986924 - binary gzip content-encoded contents sent as text/plain shows as gibberish

Reporter

Description

•

11 years ago

User Agent: Mozilla/5.0 (Macintosh; Intel Mac OS X 10.9; rv:28.0) Gecko/20100101 Firefox/28.0 (Beta/Release) Build ID: 20140314220517 Steps to reproduce: go to http://popcorn.cdnjd.com/ click downlowd Actual results: it opens new tab displays binary as plain text Expected results: handle like other archives: ask/open/save

moumny

Reporter

Comment 1

•

11 years ago

Reproduced on ubuntu 13.10 64-bits.

Component: Untriaged → File Handling

Josh Matthews [:jdm]

Comment 2

•

11 years ago

Do any other browsers handle this differently?
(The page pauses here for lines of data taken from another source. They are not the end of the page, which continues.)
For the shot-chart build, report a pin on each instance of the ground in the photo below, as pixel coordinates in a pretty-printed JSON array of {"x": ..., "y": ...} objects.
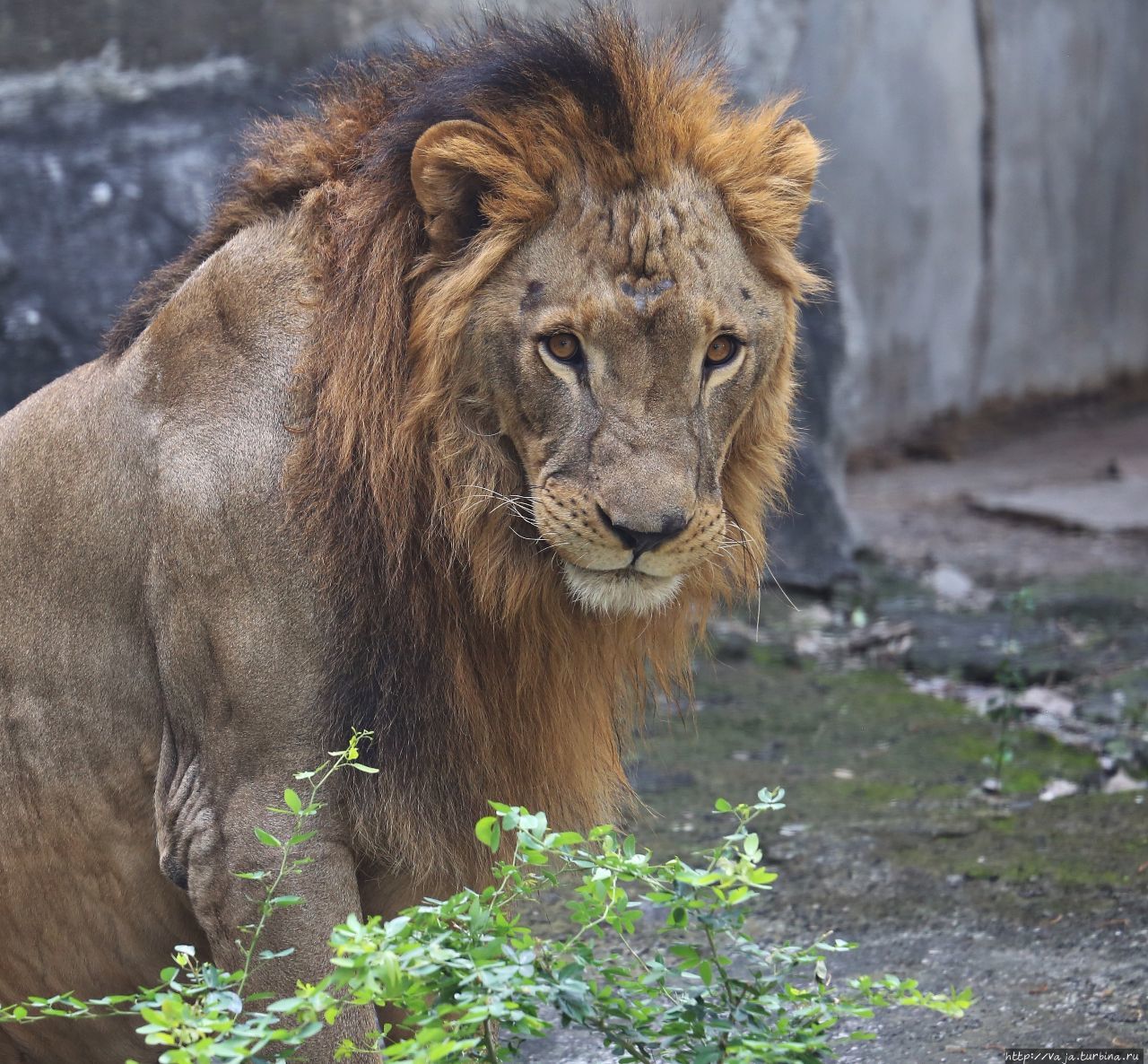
[{"x": 915, "y": 823}]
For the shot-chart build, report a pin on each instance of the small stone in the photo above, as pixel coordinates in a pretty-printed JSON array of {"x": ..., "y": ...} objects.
[
  {"x": 1046, "y": 701},
  {"x": 1102, "y": 709},
  {"x": 1058, "y": 789},
  {"x": 1120, "y": 783},
  {"x": 950, "y": 583}
]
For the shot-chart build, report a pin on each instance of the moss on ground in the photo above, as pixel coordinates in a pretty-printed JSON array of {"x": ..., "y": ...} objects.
[{"x": 860, "y": 753}]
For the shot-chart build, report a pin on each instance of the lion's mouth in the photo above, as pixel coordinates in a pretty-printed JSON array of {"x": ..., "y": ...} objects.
[{"x": 620, "y": 591}]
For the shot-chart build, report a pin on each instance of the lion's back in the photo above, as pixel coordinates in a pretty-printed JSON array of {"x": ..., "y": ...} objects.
[{"x": 107, "y": 475}]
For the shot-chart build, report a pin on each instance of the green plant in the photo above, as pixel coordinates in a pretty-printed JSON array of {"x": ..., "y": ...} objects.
[
  {"x": 475, "y": 979},
  {"x": 1012, "y": 680}
]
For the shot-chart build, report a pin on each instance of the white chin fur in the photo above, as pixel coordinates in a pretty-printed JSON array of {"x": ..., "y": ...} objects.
[{"x": 615, "y": 591}]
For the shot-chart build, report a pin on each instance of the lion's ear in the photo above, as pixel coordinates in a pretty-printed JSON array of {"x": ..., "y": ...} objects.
[
  {"x": 452, "y": 167},
  {"x": 796, "y": 156}
]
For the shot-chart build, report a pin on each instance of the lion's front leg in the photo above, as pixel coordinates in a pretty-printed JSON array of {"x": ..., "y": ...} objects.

This looks like a server error, since there's a text/plain Content-Type header being sent.

Assignee: nobody → english-us

Component: File Handling → English US

Product: Firefox → Tech Evangelism

Version: 28 Branch → unspecified

moumny

Reporter

Comment 3

•

11 years ago

Yes, Chrome download the file as you would expect.

moumny

Reporter

Comment 4

•

11 years ago

Safari works too. Best regards.

Josh Matthews [:jdm]

Comment 5

•

11 years ago

Huh. Chrome appears to be sending the same request headers and receiving the same response headers as us, but apparently it chooses to interpret the result internally as application/x-gzip. That's interesting.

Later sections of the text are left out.